Peter Finch’s character, who is a deranged anchor of a news station, gets on camera and says one of the most telling speeches in cinematic history.
It begins with the lines, “I don’t have to tell you things are bad. Everybody knows things are bad.”
He continues, “We know the air is unfit to breathe and our food is unfit to eat, and we sit watching our TV’s while some local newscaster tells us that today we had 15 homicides and 63 violent crimes, as if that’s the way it’s supposed to be.”
As much as I wanted to, I couldn’t turn my television off. It was as though the character of Howard Beale was speaking directly towards us.
By the end of speech, I wanted to stand with my fists in the air and scream, “I’m mad as hell and I’m not going to take this anymore!”
Instead, I’d like to speak one-on-one with you as a friend.
I don’t want to preach nor persecute anyone for their beliefs; however, I think we can all agree that the state of the world is in one that many find troubling.
Why I chose to turn to the movies this morning is something that I’ve always done when I’m struggling to process something.
The early years of school when I was bullied, I would find myself sitting in front of the television watching cartoons and old black and white movies that I never understood.
Before big tests in high school, I would play one of the movies I could quote to put me at ease.
And here I am this morning wishing for a brighter tomorrow.
Throughout my life I’ve heard people tell me, “Why waste your time with movies? They’re just things to escape by.”
To that, I’d say you’re damn right, but you missed part of the solution.
I can think back to the times where I was troubled, or I struggled with confidence in a situation, and it always leads back to the movies.
Any of my favorite films have come from specific moments in my life, and they represent milestones as to where I’ve been. Where I’m going will determine the movies I’ll see next.
“Ferris Bueller’s Day Off” was around when I thought being different meant being an outsider. It showed me that you didn’t need to do anything other than be yourself, and the rest would work itself out.
“The Breakfast Club” and “Dead Poets Society” were two of the movies that inspired me to take my hobby of writing seriously. I had been told that my writing would do nothing but waste my time. Yet here I sit on the edge of my seat writing words my mouth could never say. These movies showed me the battle which we all face: a fight for control over the heart and the mind.
One can only hope the heart lives on.
It was “Across the Universe” and “La La Land” which romanced me into believing in love truer than the love showcased on a Hallmark card. These movies mixed passion and rhythm in a way that only music could do. In life it all has a rhythm; there is no tempo harder than love and agony.
At the end of the day there are only three things we want: to be loved, to be heard, and to feel like we belong.
“Rebel Without A Cause” taught me the lesson of dealing with each of these concepts. Being from a town in which you feel as though you don’t think as everyone else does, I immediately felt a connection to James Dean’s character as he struggled to be heard.
These, and many more movies, will hold a special place in my heart.

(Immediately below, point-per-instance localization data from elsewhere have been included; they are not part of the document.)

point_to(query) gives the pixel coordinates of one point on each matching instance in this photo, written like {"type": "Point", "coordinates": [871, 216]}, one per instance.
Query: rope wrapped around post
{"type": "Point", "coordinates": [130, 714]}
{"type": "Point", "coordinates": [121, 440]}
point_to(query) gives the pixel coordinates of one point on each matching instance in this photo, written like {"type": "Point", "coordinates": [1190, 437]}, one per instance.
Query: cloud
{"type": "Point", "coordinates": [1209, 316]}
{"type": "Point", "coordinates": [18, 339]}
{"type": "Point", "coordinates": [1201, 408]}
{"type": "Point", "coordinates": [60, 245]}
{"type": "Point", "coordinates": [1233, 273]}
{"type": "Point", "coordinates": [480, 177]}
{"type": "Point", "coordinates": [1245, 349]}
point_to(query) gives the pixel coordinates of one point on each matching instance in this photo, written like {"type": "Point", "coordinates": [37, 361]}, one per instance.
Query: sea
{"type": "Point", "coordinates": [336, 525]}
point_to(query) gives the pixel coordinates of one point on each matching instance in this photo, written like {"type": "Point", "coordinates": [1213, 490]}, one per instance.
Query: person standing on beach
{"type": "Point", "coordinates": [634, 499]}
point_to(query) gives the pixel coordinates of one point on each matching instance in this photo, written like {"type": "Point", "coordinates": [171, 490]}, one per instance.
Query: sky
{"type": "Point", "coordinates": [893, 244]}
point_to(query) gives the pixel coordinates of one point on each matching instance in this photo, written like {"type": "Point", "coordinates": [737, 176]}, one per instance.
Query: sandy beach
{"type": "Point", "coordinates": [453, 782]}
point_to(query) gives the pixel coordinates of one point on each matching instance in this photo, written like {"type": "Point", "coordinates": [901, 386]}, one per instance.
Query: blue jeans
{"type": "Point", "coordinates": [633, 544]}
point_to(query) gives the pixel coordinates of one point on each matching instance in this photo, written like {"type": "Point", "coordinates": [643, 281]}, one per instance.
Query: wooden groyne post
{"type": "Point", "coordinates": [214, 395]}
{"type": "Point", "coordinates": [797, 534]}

As times continues, we must learn the lessons of those who have passed.
As I finish this piece, I can remember a part of one of my favorite movies. It’s Charlie Chaplin’s 1940 movie “The Great Dictator.” Chaplin steps to the podium and he stands on the edge of a troubled world.
“To those who can hear me, I say, do not despair. The misery that is upon us is but the passing of greed,” Chaplin said. “The bitterness of men who fear the way of human progress. The hate of men will pass and dictators die. And the power they took from the power will return to the people. So long as men die, liberty will never perish.”